In high stress or anxious situations, when encountering frustrating technology or insecureness the task is to reduce stress. A good example is the design of hospitals and hospital equipment. Formal designed the LED luminaire Halo for D-tec, a producer of lighting for dentists. The stress reducing issue was the leading idea behind the form language of the luminaire. Familiarizion by stress reducing programmable colored light effects and the soft forms of the Halo that encapsulate the technical solutions is effective in a potentially high-anxiety situation such as at the dentist.

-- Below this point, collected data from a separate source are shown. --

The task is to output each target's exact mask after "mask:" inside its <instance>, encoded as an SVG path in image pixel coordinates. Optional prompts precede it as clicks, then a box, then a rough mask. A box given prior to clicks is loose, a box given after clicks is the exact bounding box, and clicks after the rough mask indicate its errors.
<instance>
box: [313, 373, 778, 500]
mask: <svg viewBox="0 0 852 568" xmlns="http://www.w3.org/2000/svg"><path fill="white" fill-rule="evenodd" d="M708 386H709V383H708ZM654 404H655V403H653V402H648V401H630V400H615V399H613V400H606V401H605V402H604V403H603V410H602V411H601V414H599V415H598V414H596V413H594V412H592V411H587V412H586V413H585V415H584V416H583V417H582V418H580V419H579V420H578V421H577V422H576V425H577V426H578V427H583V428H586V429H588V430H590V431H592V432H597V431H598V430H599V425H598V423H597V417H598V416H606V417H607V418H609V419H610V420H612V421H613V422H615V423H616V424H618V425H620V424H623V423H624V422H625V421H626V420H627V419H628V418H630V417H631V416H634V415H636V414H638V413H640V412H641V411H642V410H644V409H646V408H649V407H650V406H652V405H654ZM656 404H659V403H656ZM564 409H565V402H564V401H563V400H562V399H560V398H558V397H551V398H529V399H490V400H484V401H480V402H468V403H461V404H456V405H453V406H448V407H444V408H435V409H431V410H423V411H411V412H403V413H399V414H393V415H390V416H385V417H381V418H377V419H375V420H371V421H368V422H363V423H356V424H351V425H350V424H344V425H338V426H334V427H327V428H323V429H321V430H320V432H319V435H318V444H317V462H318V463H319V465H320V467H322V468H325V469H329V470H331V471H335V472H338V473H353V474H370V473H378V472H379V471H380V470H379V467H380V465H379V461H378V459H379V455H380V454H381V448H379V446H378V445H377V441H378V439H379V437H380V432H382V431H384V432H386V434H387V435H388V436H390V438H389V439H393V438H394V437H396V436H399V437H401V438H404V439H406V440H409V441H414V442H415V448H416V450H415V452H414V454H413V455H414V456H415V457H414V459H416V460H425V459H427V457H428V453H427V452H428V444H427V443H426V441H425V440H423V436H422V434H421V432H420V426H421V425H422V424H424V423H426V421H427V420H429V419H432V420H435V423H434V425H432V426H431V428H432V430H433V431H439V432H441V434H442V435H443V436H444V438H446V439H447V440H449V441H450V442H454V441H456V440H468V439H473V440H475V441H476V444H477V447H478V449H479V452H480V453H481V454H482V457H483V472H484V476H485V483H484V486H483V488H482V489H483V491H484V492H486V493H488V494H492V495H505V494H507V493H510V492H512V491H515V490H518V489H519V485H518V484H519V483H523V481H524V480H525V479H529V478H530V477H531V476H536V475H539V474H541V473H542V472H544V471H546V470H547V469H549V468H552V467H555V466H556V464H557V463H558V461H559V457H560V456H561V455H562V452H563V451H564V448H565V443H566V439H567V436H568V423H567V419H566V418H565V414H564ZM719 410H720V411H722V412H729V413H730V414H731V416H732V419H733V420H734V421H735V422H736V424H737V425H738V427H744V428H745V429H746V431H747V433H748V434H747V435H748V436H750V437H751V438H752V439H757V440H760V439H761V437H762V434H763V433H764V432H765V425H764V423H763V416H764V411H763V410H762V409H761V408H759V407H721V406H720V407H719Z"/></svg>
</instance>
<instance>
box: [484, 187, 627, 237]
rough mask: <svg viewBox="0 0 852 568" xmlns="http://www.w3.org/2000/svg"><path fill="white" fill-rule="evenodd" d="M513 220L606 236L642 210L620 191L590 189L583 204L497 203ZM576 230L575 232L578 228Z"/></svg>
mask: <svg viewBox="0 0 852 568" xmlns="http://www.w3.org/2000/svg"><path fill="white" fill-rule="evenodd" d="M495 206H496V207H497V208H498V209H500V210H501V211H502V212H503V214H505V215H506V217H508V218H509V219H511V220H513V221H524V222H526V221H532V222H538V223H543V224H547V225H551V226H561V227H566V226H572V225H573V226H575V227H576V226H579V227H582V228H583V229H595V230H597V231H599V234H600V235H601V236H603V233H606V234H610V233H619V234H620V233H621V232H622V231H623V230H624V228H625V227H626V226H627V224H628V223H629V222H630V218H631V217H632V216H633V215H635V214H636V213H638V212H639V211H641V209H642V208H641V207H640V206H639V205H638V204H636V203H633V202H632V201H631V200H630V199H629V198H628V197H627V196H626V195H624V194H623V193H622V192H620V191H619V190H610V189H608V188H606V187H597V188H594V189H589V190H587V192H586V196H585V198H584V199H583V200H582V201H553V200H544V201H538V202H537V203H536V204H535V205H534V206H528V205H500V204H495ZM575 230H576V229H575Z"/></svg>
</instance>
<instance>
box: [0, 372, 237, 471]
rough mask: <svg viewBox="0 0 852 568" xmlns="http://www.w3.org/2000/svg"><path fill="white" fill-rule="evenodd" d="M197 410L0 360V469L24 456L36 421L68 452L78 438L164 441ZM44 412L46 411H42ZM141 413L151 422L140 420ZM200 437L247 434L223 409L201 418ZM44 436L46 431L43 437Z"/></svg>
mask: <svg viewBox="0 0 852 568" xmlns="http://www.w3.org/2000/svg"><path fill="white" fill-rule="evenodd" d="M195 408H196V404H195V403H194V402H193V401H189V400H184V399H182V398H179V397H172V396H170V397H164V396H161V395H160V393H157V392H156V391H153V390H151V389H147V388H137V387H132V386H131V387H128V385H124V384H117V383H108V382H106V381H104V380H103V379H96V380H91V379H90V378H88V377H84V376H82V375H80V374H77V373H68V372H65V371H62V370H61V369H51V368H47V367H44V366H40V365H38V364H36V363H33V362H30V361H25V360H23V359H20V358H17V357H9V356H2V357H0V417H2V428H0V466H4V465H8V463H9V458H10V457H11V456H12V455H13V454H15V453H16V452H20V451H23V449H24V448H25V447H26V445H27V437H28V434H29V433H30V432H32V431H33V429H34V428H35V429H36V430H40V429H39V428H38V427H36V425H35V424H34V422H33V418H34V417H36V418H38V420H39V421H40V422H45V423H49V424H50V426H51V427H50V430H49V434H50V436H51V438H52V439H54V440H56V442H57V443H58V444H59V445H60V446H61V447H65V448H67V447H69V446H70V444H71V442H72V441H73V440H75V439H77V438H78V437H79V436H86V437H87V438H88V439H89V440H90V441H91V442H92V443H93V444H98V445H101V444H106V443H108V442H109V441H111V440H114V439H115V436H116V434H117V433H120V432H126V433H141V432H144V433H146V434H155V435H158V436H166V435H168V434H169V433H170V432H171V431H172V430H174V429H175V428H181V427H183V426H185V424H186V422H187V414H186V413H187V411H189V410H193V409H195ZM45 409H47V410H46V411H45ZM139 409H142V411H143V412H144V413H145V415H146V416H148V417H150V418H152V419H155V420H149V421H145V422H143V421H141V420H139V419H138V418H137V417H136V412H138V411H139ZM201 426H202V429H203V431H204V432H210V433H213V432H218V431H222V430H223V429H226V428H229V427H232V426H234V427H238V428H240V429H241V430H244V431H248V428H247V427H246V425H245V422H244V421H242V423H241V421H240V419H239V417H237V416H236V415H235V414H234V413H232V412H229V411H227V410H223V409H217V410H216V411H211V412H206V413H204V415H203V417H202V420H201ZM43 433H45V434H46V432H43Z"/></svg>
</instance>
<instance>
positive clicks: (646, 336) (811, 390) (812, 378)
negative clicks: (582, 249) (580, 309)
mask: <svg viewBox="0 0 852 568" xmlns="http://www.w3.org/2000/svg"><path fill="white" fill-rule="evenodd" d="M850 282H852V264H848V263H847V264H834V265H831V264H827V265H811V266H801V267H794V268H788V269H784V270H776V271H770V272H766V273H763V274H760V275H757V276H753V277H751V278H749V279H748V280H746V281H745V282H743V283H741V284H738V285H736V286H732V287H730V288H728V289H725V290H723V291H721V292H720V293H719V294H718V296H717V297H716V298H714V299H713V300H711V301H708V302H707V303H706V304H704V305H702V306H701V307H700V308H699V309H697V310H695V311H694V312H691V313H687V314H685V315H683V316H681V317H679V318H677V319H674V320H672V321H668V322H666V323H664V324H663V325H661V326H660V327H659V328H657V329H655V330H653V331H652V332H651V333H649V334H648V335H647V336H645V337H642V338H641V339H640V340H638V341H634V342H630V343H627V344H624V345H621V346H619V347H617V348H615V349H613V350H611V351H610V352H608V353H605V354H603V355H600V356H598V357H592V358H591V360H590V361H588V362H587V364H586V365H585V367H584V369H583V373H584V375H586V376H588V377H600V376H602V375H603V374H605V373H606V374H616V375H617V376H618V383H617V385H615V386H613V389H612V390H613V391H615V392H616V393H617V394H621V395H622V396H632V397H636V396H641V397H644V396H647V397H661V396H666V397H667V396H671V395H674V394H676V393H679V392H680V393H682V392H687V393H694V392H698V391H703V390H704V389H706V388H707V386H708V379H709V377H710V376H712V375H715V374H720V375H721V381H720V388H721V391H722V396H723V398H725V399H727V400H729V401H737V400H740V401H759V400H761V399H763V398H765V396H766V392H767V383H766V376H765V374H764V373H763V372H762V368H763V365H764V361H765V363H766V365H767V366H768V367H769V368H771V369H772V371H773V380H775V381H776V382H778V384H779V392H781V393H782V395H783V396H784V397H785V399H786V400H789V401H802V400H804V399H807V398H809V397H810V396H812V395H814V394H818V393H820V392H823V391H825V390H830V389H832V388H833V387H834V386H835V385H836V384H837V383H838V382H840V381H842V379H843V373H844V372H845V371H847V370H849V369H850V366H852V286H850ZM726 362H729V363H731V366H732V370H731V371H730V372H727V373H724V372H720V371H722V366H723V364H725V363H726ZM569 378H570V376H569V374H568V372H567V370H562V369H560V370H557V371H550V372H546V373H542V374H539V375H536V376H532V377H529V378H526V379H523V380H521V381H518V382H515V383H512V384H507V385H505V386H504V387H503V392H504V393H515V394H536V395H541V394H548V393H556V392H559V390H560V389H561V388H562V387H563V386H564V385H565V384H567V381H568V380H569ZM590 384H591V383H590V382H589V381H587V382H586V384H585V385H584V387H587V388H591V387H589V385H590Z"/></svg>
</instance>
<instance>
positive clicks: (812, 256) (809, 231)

The psychology of Design attraction and DRM can be used as a sophisticated tool for design direction. Another stress situation is sometimes the insecureness wether a product is “appropriate” within its category. This is a common issue when we create ground breaking innovations, or when the brand behind the product isn´t trustworthy enough. People may think it´s fun but they don´t invest because they don´t trust it. A category is a “Label” that we group certain products, activities, people etc within in order to simplify how to relate to the world. Familiarization is the tool here for anchoring the new product to something that is relevant to the consumer.
Familiarization is effective for creating an imprint when the subject is experiencing an overwhelming challenge. By reducing the perceived challenge, the subject is immediately brought down to the “Flow Channel” of learning. This reduction, if radical enough, could possibly have an imprint effect. The more anxiety in the subjects initial experience there is, the more effective the imprint. If people were frustrated with complex looking mobile phones with tricky functionality, the more imprinted they became when a clean-looking, tech-stress reducing Iphone entered the scene.